The US dollar index maintained its steady pace after the release of important economic data that missed market expectations and changed the Fed's confidence in the upcoming rate meeting.
At 9.20 am, the US Dollar Index (DXY) was at 96.777 points, down 0.12% since it opened in early trading on Wednesday in the Asian session.
The January Federal Open Market Committee (FOMC) meeting provided a clearer picture of the Federal Reserve's (Fed) assessment of the US labor market.
The Fed saw the labor market as stabilizing rather than showing signs of significant deterioration.
This assessment prompted the FOMC to no longer consider the employment sector as the main downside risk to economic growth, thus reducing the urgency for monetary policy easing.
As a result, the Fed kept interest rates at 3.50% to 3.75%.

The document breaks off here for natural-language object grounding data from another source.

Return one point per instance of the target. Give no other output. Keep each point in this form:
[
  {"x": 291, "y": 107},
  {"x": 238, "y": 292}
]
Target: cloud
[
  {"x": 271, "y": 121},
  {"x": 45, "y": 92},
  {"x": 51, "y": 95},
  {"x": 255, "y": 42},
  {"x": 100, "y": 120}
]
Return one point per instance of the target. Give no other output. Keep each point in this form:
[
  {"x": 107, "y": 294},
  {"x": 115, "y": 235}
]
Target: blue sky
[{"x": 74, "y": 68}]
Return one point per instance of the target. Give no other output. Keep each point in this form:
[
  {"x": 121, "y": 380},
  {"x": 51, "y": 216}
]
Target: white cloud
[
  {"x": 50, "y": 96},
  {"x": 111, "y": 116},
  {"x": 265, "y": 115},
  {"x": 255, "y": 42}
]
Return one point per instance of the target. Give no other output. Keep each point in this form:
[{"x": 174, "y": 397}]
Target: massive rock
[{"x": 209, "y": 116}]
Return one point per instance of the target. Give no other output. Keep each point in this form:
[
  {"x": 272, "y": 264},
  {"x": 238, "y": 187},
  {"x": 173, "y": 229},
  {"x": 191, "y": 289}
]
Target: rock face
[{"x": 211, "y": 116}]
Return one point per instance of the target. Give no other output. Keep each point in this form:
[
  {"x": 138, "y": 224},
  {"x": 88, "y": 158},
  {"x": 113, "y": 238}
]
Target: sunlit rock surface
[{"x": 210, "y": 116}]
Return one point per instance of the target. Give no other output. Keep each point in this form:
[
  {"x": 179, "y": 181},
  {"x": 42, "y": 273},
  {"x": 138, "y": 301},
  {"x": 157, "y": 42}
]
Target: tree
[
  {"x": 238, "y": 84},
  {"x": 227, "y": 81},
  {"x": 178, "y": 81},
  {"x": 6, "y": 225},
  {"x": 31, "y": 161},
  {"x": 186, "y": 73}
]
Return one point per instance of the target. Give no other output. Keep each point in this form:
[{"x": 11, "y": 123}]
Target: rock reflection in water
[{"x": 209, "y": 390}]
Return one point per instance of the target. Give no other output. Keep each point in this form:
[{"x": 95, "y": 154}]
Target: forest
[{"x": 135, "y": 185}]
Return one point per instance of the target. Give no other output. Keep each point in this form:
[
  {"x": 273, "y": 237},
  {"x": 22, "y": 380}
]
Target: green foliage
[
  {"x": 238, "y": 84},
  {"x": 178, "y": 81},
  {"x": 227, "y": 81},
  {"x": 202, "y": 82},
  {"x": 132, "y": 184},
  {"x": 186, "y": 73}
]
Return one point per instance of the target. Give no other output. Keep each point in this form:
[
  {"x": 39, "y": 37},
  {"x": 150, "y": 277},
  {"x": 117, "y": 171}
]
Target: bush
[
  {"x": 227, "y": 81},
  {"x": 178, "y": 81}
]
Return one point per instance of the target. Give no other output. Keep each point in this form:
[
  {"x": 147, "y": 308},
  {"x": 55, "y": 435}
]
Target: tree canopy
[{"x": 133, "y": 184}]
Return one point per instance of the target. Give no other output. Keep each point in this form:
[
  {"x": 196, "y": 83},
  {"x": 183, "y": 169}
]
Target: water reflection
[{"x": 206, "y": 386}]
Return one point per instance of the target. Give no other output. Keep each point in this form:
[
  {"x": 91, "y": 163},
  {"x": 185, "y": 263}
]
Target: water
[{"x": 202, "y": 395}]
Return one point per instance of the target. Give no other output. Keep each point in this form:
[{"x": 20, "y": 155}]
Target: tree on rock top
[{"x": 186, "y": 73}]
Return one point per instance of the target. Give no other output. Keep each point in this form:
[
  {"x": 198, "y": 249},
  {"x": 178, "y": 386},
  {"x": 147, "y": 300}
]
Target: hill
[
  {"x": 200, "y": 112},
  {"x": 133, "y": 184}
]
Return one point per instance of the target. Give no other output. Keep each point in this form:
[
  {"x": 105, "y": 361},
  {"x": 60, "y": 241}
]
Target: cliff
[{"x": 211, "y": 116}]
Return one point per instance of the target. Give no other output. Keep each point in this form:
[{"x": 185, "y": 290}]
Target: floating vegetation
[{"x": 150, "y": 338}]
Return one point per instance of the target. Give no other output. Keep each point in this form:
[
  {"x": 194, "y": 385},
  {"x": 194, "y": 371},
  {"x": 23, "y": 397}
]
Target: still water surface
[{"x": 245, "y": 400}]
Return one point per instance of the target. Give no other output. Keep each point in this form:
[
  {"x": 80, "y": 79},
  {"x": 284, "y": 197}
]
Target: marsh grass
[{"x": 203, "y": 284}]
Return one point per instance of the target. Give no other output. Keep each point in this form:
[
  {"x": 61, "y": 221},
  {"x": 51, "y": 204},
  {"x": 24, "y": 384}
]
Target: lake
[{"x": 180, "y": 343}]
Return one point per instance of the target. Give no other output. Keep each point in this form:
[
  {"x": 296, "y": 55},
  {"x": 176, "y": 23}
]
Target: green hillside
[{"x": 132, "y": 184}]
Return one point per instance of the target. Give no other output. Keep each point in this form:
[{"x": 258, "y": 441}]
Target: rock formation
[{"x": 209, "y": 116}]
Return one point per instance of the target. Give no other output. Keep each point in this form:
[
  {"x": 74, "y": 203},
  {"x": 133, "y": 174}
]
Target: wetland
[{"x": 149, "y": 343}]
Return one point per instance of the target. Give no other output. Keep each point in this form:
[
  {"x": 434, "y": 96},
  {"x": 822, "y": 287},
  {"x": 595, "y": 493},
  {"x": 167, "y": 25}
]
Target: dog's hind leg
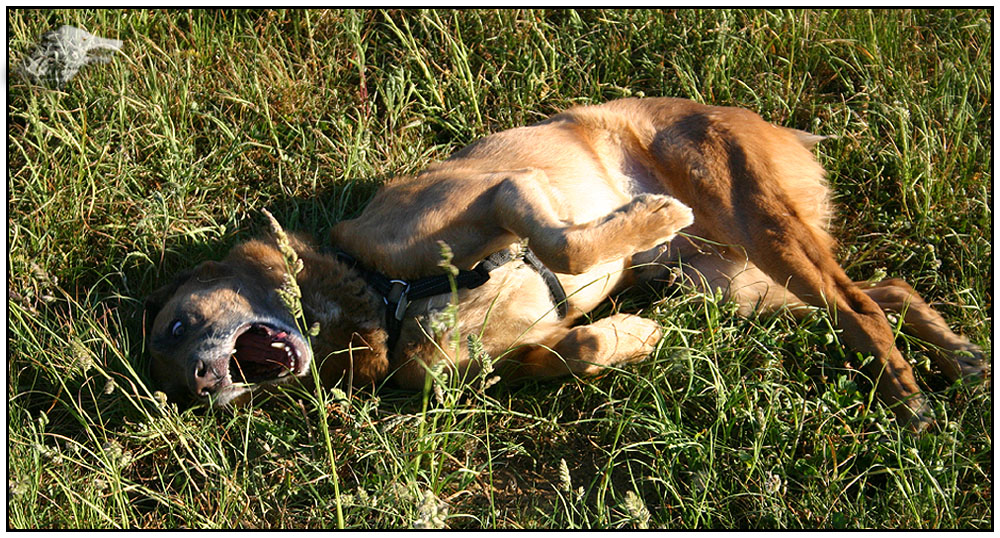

However, market expectations differed as the probability of a rate cut at the March 18 meeting was estimated at around 82%. Investors assessed the labor market as still fragile and continued to focus on the January jobs report as a key indicator of the Fed's policy direction.
Market projections expected an increase of between 55,000 and 70,000 new jobs in January, up from 50,000 in the previous month, while the unemployment rate was forecast to remain stable.
A stronger-than-expected report could potentially reduce the probability of a rate cut, thus supporting the strengthening of the US dollar.
Conversely, if the jobs data fails to meet expectations, market concerns are expected to increase, which could strengthen the prospect of monetary policy easing on March 18 and put pressure on the performance of the US dollar.